The former Trump lawyer said he worked all of 10 hours in that position in 2017 and that monthly checks he received for $35,000 were instead reimbursement for paying Daniels into silence 11 days before the 2016 election about her alleged claims of an extramarital tryst with Trump.

Cohen said the payment came more than a year after he, Trump and former National Enquirer publisher David Pecker devised a scheme to identify and bury any negative information that could come to light about Trump, buttressing Pecker’s testimony earlier in the trial.

The former fixer alleged the reimbursement plan was orchestrated by Trump’s convicted former finance chief Allen Weisselberg, now serving jail time for perjury, and got the green light from Trump at a January 2017 Trump Tower meeting. He said Trump confirmed he was getting paid back weeks later during a conversation inside the Oval Office.

Trump lawyer Blanche, who began his cross-examination late Tuesday, hammered the loyal one-time lawyer with questions about his public jabs at Trump, including “dictator douchebag,” “boorish cartoon misogynist,” and “Cheeto-dusted cartoon villain,” and suggested he was motivated by money and getting revenge against Trump.

Trump’s lawyers, who have sought to paint Cohen as a liar whose role as fixer was to fix problems he made, have claimed Cohen went rogue in paying off Daniels and that Trump believed he was paying him for legitimate lawyering.

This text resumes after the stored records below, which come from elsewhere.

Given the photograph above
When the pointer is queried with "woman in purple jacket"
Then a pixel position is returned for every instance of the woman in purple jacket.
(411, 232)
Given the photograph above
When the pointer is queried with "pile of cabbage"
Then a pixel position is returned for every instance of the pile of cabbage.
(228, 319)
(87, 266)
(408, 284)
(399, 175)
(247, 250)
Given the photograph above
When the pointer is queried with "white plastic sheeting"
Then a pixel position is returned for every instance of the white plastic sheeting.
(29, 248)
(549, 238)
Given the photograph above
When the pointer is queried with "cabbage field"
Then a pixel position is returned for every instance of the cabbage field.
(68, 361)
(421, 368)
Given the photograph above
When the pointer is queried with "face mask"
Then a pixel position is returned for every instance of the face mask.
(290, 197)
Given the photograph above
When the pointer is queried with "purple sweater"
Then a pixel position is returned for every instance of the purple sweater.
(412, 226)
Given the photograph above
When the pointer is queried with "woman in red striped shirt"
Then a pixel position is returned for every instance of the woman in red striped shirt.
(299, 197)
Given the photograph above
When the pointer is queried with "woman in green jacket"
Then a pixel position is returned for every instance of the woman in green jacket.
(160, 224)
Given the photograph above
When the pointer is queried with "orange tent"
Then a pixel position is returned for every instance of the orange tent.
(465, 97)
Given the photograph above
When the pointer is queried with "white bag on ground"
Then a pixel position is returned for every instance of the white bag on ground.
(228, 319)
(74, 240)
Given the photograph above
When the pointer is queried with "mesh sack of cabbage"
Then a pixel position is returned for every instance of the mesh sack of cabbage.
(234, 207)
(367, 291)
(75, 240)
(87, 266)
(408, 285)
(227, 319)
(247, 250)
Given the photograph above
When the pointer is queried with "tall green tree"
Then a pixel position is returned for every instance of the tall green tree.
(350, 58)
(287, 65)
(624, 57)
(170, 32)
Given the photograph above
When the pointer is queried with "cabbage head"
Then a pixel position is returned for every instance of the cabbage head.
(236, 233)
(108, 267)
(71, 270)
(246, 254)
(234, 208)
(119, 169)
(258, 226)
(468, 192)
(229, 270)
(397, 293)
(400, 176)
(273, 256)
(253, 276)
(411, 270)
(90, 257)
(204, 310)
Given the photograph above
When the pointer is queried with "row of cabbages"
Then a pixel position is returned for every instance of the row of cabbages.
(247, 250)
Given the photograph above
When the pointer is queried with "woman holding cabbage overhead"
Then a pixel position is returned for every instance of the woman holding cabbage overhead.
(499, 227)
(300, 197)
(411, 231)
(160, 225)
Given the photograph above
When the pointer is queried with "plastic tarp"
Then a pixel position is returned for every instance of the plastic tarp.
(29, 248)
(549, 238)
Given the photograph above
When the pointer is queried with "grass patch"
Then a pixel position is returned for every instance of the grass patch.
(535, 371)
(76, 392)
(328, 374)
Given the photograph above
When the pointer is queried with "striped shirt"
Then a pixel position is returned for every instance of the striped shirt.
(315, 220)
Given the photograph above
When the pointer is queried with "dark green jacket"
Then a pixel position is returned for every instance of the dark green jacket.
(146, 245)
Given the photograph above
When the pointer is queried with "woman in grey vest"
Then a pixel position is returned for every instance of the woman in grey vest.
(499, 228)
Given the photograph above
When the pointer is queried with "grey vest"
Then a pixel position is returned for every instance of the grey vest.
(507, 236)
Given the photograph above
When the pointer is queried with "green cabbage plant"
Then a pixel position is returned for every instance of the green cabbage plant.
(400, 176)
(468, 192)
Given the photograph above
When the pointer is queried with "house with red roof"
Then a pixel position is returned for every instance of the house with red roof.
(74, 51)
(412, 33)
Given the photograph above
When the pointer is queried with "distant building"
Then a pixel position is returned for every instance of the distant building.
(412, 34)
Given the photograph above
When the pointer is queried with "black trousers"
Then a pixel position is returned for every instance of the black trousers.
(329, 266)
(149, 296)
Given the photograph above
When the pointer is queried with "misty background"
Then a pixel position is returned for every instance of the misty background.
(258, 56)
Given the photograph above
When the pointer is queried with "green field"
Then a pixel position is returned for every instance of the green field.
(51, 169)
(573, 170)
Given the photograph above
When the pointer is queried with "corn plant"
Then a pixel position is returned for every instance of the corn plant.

Prosecutors must prove Trump aided or caused his company honchos to reimburse Cohen for the hush money payoff to secure a conviction.

When they begin their deliberations, the jury will have copies of invoices, checks, and ledger entries documenting the reimbursement to Cohen and a bank statement reflecting the hush money transaction to Daniels with handwritten notes by Trump’s finance chief calculating how much Cohen was owed.